Uzmanlara göre anne-çocuk ilişkisinde veya partnerlik durumunda istek ve ihtiyaçların görünmemesi veya görmezlikten gelinmesi kişilerin bazı davranışlarıyla tetiklenebiliyor.
Buna göre uzmanlar kişinin ilişkisini daha sağlıklı tutmak adına sergilediği davranışların, ilişkiyi tek taraflı hale getirdiğini ve bireyleri yıprattığını belirtiyor.
Konu bir anne-çocuk ilişkisi üzerinden değerlendirildiğinde annelerin bir kısmı, çocuklarıyla olan ilişkisinde kendilerini dinlemediklerini, sürekli ona karşı çıktıklarını veya öfkelendiklerini söylüyorlar. Bu anneler, çocuklarının fiziksel, duygusal ve akademik bakımıyla oldukça fazla ilgileniyorlar ve kendilerine az vakit ayırarak genellikle yorgun oluyorlar.
Annenin kendine vakit ayırmaması, istek ve ihtiyaçlarını ikinci plana atması, kendini eve veya çocuklarına adaması sonucu çocuk gözlemleriyle ‘annem kendine değer vermiyor’ şeklinde bir olgu oluşuyor. Saçını süpürge eden anne yorgun bakışlarıyla çocuğuna yaklaştığında, çocuğuna kendisine değer vermesi gerektiğini öğretemiyor.
Uçaklarda herhangi bir problem anında bile maskeyi önce kendinize sonra çocuğunuza takın derler. Kendine iyi gelemeyen ebeveyn çocuğuna iyi gelemiyor.

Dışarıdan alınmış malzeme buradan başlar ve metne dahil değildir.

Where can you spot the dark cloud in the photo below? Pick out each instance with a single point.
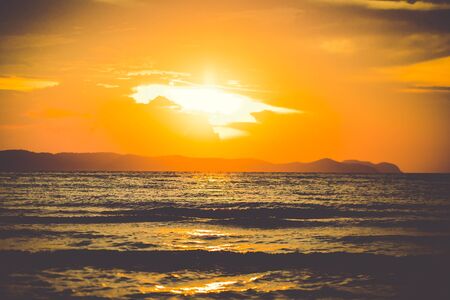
(36, 16)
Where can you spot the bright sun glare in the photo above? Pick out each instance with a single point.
(222, 108)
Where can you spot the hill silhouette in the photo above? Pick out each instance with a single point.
(22, 160)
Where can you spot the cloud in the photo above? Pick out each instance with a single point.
(25, 84)
(394, 4)
(108, 86)
(432, 73)
(158, 72)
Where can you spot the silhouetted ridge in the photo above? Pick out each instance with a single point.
(21, 160)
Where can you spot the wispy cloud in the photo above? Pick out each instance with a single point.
(174, 74)
(222, 108)
(432, 73)
(25, 84)
(108, 86)
(393, 4)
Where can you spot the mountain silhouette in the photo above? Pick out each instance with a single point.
(22, 160)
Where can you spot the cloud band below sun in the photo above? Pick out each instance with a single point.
(221, 108)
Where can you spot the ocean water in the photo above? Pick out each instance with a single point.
(139, 235)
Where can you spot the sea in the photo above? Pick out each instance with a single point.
(170, 235)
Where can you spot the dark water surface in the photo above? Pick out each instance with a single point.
(240, 235)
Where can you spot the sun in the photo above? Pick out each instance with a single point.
(221, 107)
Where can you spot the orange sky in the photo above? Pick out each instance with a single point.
(275, 80)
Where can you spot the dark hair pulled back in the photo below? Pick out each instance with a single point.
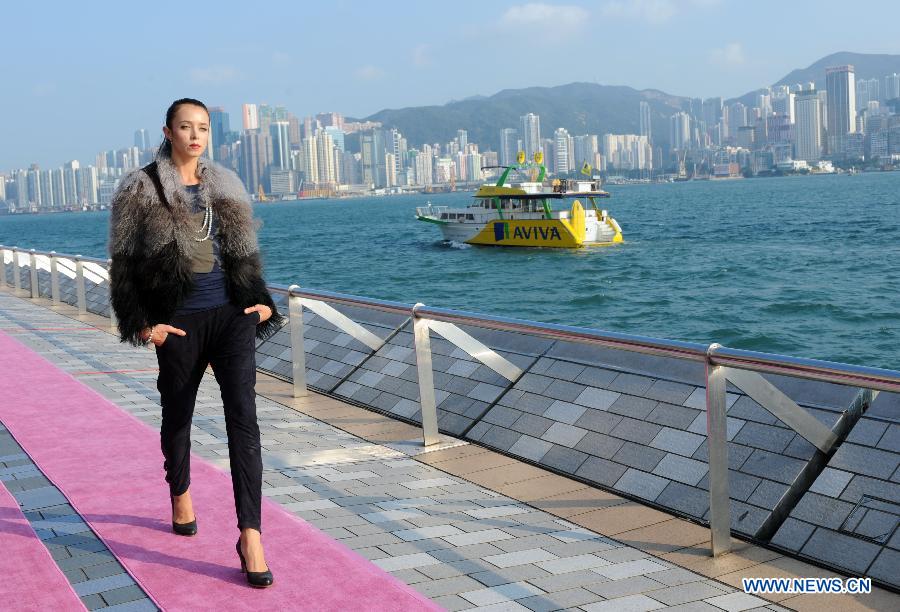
(166, 147)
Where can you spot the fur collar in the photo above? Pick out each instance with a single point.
(164, 222)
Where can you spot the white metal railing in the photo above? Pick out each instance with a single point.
(741, 368)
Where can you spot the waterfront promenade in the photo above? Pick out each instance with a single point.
(462, 525)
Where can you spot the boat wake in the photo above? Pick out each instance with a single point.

Partner ilişkilerinde de ‘Sürekli onu düşünüyorum, ona hediyeler alıyorum fakat o bana hiç kulak vermiyor ve benimle ilgilenmiyor’ ifadeleri sıkça kullanılıyor.

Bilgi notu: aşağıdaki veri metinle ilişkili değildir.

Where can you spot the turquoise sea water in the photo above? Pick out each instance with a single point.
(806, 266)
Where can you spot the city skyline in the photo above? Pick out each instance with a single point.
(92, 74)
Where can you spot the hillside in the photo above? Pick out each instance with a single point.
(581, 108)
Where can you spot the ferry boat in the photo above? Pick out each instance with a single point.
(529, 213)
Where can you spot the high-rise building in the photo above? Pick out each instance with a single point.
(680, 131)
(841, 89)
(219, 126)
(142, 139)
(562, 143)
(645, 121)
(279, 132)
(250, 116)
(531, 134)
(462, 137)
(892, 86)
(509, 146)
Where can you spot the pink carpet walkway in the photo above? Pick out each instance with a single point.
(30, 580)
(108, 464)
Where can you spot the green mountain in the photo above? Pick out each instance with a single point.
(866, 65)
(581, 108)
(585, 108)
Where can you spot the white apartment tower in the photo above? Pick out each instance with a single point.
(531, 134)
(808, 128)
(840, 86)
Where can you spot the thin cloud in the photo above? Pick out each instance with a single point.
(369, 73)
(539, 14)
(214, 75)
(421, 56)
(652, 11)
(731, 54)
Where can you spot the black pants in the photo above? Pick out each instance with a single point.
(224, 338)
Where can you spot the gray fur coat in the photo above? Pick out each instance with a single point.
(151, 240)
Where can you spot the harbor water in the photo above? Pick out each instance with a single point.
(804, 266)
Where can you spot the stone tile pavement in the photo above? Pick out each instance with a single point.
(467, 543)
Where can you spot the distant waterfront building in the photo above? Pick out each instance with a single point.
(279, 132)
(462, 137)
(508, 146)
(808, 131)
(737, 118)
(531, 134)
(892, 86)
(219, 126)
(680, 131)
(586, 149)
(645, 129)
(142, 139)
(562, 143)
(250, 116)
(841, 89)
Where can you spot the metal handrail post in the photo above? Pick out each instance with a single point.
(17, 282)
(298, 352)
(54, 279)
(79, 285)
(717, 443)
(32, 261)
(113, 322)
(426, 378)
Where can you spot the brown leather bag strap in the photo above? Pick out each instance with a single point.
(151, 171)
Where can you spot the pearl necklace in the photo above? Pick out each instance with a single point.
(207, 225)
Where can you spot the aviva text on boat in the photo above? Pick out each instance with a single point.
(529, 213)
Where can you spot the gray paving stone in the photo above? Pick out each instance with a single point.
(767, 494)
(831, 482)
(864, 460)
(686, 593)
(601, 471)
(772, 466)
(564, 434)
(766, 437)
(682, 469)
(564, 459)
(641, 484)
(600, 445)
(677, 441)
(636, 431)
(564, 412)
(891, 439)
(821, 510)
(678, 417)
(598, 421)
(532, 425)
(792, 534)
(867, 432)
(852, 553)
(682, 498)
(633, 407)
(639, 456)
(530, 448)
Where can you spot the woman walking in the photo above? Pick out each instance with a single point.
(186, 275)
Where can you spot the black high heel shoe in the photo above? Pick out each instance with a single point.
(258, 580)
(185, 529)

Bazıları karşı tarafı koşulsuz kabul ediyor. İş yerindeki yöneticisini, çocuğunu, partneriyle olan ilişkisini. Koşulsuz kabulün aşırı bir tutum olduğunu kişiler kabul etmiyor. İlişki dengesindeki bu tutarsızlıklar ilişkide problemlerin yaşanmasına neden oluyor.
Bu nedenle her ilişkide karşı taraftan ne bekleniyorsa önce kişinin kendisine o değeri vermesi gerekir.